Strikes end at Total’s refineries in France

Published: 29 Dec 2013 - 09:46 am | Last Updated: 28 Jan 2022 - 08:06 pm

PARIS: Workers at Total’s Gonfreville refinery in France agreed to end a strike, the last of five sites to halt a walkout that began two weeks ago and affected more than half of the country’s refining capacity.
A large majority of striking workers at the 247,000-barrel-per-day (bpd) refinery in Normandy, France’s largest, voted to end the work stoppage, a union official said. “We took note of the end of the movement at La Mede and Feyzin and we decided to stop the strike,” Jacky Pailloux, head of the Sud union at Gonfreville, said.
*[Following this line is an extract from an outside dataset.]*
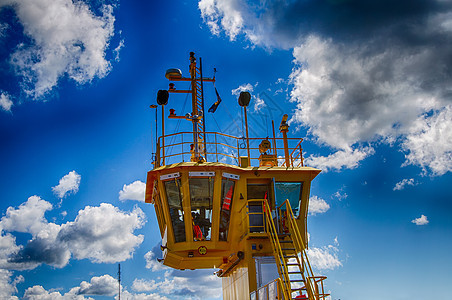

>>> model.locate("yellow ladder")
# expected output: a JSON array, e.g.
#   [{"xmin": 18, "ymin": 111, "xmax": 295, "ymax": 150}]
[{"xmin": 264, "ymin": 200, "xmax": 329, "ymax": 300}]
Striking workers, led by the CGT union, have been locked in a pay dispute with Total, which has refused to reopen talks after other unions approved a deal this month.
“Workers’ demands remain. It’s not an amnesty,” Pailloux said.
A Total spokeswoman had said earlier in the day that workers at the 153,000 bpd La Mede refinery near Marseille had also decided to resume work. Workers at the 109,000 bpd Feyzin refinery near Lyon agree to end their strike on Thursday.
The strike began to crumble on Sunday when workers agreed to return to work at Total’s Donges plant in western France.
Total said the walkouts at the refineries, which produce mainly gasoline and diesel for motorists, had not threatened fuel shortages like those seen during a large-scale refinery strike in 2010.
Total operates five of France’s eight oil refineries. The three plants not run by Total were not affected by the strike.